Accessing Data with JPA

  • Create Entity

      package com.example.accessingdatajpa;
      import javax.persistence.Entity;
      import javax.persistence.GeneratedValue;
      import javax.persistence.GenerationType;
      import javax.persistence.Id;
      @Entity
      public class Customer {
        @Id
        @GeneratedValue(strategy=GenerationType.AUTO)
        private Long id;
        private String firstName;
        private String lastName;
        protected Customer() {}
        public Customer(String firstName, String lastName) {
          this.firstName = firstName;
          this.lastName = lastName;
        }
        @Override
        public String toString() {
          return String.format(
              "Customer[id=%d, firstName='%s', lastName='%s']",
              id, firstName, lastName);
        }
    
        public Long getId() {
          return id;
        }
        public String getFirstName() {
          return firstName;
        }
        public String getLastName() {
          return lastName;
        }
      }
    
  • Create Simple Queries: Spring Data JPA focuses on using JPA to store data in a relational database. Its most compelling feature is the ability to create repository implementations automatically, at runtime, from a repository interface.

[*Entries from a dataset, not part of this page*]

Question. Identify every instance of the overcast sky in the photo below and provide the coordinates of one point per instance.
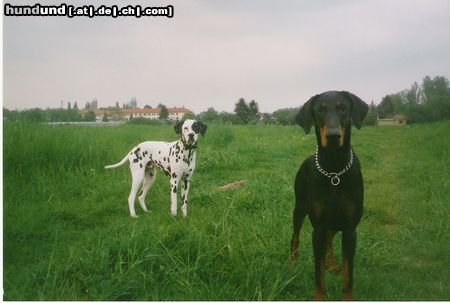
(211, 53)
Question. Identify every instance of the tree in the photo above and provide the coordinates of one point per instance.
(285, 116)
(242, 111)
(436, 93)
(211, 115)
(163, 113)
(253, 112)
(89, 116)
(371, 116)
(386, 107)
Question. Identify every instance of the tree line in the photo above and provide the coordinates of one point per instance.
(427, 102)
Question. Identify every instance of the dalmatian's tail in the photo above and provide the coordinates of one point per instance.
(122, 162)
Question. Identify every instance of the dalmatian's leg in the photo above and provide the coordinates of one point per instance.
(137, 176)
(184, 194)
(174, 182)
(149, 179)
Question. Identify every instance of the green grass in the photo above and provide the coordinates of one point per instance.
(68, 234)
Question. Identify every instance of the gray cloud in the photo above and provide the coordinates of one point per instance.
(214, 52)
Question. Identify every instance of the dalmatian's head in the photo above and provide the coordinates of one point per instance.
(189, 131)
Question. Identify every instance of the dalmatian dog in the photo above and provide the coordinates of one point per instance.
(176, 159)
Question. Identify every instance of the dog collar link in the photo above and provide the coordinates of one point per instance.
(334, 177)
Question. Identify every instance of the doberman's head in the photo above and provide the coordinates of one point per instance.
(331, 113)
(189, 131)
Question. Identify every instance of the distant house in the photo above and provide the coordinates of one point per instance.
(397, 120)
(175, 113)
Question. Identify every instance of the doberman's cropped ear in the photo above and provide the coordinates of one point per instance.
(177, 127)
(203, 128)
(359, 108)
(304, 117)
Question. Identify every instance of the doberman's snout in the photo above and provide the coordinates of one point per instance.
(334, 137)
(333, 133)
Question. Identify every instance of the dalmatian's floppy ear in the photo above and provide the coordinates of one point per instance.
(304, 117)
(203, 128)
(359, 108)
(177, 127)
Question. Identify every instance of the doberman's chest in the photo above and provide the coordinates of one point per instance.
(335, 207)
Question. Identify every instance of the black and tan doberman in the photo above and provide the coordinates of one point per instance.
(329, 184)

      package com.example.accessingdatajpa;
    
      import java.util.List;
    
      import org.springframework.data.repository.CrudRepository;
    
      public interface CustomerRepository extends CrudRepository<Customer, Long> {
    
        List<Customer> findByLastName(String lastName);
    
        Customer findById(long id);
      }
    
  • Create an Application class

      package com.example.accessingdatajpa;
    
      import org.springframework.boot.SpringApplication;
      import org.springframework.boot.autoconfigure.SpringBootApplication;
    
      @SpringBootApplication
      public class AccessingDataJpaApplication {
    
        public static void main(String[] args) {
          SpringApplication.run(AccessingDataJpaApplication.class, args);
        }
    
      }
    

Spring Data

NoSQL data emerged as a point solution with an idea of shifting from ACID(Atomicity, Consistency, Isolation, and Durability) to BASE(Basically Available, Scalable, Eventually Consistent).

Spring Data project’s goal is to refresh the Spring data support with all kinds of data technologies(relational data, non-relational data, and Big Data, not just RDBMS) while retaining store-specific features and capabilities.

Repositories

Mediates between the data mapping layers and the domain through a collection-like interface for accessing domain objects.

  • Create POJO which will be your model or entity.
  • Extend a repository interface for CRUD operations, and add query methods(finder methods).
  • Configure Spring to scan for repository interfaces and create implementations.
  • Inject implementations into your services.